Тут настала очередь Горяева продемонстрировать хладнокровие.
Самым светлым воспоминанием вечера была какая-то Оля. Она пригласила Горяева на танец, все время молчала, но не отводила от него взгляд. Ей Горяев не хамил, а только бережно вращал, как дорогую куклу, уверенно придерживая за гибкую талию. Он был благодарен ей за гуттаперчевое молчание.
В середине вечера она куда-то исчезла, а больше ухаживать ни за кем не хотелось.
Правда, он не мог не исполнить долг джентльмена; он просто обязан был пригласить на танец Лилию Мусагетовну. И Горяев с удовольствием, которое явно не делало ему чести, добрался до нее.
– Я готова извиниться. У меня сложилось о вас нелестное мнение…
Они плавно извивались в медленном танце, возбуждаемые хриплым саксофоном.
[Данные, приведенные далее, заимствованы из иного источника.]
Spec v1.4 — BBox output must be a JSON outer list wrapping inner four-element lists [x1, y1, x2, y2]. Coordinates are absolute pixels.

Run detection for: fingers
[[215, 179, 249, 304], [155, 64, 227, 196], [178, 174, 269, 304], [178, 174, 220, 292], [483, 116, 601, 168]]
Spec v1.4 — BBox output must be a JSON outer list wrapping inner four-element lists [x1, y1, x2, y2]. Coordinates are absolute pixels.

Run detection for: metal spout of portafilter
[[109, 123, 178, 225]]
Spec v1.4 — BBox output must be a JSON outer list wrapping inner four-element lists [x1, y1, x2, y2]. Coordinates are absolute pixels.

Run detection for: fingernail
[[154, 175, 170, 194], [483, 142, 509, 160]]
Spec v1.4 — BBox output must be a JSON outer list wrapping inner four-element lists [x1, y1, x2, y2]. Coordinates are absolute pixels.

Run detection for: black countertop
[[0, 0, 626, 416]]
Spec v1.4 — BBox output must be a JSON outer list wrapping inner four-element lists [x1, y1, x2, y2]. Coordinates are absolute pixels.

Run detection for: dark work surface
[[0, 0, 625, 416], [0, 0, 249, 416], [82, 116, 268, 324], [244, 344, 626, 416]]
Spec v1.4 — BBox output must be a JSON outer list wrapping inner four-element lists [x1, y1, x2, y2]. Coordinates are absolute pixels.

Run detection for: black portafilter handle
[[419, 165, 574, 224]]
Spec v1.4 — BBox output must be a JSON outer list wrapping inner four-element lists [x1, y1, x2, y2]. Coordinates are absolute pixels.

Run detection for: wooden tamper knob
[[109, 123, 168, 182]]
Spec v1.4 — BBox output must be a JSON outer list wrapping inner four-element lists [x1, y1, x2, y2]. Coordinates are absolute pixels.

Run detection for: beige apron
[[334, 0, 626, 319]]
– Ну, что вы… Не стоит. У женщины не бывает своего мнения. У нее бывает только впечатление. И в этом смысле отрицательное впечатление обо мне лучше всякого лестного мнения, которое вы забыли бы через двенадцать секунд. Отрицательное же впечатление путем нехитрых манипуляций можно перековать в положительное. Скажем, через месяц я бы вполне мог жениться и на вас. А мнение – это пустота…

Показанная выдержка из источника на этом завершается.